3.5.3 Confidentiality

Information and care of the HSCT patients and their donor should be kept separate. Healthcare professionals must minimise their influence and that of the recipient and other family members which could complicate the potential donors’ decision to donate or not. Families are complex entities, and potential donors and recipients can be estranged or influenced, and donors can feel pressured to donate. A model of care which is independent to the recipient (i.e. independent medical assessment and counselling of the potential donor) increases the potential donors’ sense of security and allows for informed consent or refusal of donation. It is essential to separate the care of the donor from that of the recipient so that each individual can be focussed upon. The privacy of the donor must be respected and protected, and all potential donors should be given information at the time of the HLA typing about the overall process.
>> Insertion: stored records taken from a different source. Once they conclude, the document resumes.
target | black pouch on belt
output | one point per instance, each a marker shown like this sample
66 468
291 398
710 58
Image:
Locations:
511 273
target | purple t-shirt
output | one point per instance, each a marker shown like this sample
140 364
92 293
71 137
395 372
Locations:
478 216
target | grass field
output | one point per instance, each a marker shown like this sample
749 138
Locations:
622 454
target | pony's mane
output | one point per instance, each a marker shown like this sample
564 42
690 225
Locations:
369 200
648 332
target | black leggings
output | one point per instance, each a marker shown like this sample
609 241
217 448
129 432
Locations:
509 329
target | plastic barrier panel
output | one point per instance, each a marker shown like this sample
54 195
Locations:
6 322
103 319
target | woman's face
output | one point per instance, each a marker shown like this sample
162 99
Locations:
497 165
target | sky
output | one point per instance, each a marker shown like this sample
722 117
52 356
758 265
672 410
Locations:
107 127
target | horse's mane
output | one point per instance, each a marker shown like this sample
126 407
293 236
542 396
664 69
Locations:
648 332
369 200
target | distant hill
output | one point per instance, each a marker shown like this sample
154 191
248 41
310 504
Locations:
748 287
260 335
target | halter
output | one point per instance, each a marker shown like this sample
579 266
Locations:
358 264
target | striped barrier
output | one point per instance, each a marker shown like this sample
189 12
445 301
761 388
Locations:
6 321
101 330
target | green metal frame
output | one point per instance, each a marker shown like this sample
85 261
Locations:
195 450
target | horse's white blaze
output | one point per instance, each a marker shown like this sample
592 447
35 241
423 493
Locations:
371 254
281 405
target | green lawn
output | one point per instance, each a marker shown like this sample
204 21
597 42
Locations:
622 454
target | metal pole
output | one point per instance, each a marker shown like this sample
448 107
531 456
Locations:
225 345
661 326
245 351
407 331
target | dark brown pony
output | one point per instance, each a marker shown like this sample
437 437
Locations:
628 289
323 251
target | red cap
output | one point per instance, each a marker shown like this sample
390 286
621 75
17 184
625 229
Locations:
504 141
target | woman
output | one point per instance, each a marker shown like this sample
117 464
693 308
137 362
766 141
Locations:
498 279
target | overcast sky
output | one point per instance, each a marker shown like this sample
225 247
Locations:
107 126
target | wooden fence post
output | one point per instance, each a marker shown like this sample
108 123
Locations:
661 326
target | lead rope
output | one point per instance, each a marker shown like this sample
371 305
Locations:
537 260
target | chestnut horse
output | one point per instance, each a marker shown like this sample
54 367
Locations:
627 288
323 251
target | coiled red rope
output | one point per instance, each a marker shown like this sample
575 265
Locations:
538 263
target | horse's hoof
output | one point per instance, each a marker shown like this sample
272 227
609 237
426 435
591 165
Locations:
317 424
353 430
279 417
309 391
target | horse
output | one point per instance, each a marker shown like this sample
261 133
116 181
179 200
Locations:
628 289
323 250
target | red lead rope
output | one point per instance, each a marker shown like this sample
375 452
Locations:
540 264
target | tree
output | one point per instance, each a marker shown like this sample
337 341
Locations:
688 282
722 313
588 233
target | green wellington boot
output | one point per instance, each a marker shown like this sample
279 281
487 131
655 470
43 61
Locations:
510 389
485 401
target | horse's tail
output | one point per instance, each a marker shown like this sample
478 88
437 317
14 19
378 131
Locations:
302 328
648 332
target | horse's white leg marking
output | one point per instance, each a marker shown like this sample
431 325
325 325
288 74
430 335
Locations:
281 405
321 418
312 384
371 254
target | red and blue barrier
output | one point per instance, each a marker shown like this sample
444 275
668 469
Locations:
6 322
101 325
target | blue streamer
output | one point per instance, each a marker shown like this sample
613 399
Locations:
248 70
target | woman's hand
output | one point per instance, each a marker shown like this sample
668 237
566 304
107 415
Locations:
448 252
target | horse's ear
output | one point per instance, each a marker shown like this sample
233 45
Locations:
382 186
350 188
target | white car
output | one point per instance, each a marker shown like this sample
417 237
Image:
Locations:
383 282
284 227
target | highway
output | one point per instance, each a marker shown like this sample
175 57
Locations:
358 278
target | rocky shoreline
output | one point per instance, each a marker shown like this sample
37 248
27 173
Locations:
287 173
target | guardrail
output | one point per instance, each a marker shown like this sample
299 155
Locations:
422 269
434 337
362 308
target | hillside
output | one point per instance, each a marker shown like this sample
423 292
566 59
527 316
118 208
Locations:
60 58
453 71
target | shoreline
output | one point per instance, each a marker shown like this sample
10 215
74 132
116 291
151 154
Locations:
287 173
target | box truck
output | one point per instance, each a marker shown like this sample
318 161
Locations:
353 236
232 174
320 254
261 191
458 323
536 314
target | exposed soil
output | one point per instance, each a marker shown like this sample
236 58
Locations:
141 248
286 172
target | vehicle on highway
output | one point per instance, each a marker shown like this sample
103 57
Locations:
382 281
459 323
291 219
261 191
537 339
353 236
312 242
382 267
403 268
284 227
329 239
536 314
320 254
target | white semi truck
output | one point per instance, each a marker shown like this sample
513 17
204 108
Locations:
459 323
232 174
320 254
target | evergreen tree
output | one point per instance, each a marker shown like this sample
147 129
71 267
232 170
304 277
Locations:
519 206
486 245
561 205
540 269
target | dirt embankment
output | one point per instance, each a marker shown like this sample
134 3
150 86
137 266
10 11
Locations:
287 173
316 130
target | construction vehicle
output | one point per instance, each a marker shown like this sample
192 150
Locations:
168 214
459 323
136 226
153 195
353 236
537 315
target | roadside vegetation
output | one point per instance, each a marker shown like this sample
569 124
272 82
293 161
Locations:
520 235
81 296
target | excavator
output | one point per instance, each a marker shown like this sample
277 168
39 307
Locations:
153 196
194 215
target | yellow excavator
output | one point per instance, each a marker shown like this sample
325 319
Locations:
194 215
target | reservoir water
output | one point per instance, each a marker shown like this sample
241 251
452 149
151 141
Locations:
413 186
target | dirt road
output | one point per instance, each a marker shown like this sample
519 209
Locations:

3.5.4 Donor Consent and Clearance

All donors should be reviewed and consented prior to the recipient commencing conditioning chemotherapy. They should be medically cleared and understand the implications if they withdraw their consent or participation once the recipient’s conditioning has commenced.

3.5.5 Stem Cell Source

While this is primarily dictated by the transplant medical assessment and the type of HSCT that the recipient is undergoing, the donor will also influence that decision. The donor has a choice in the type of donation method they prefer, and both should be discussed. The donor may also have medical issues which influence the cell source, e.g. donors with significant back injuries or issues may not be suitable for bone marrow harvest, and unrelated donors who do not have adequate peripheral venous access may be reluctant to have a central access device inserted so would not be suitable for apheresis.

3.6 Conclusion

Allogenic HSCT is a standard therapy in a number of malignant and non-malignant conditions. The choice of donor is a complex issue with far-reaching consequences both for the recipient and the donor.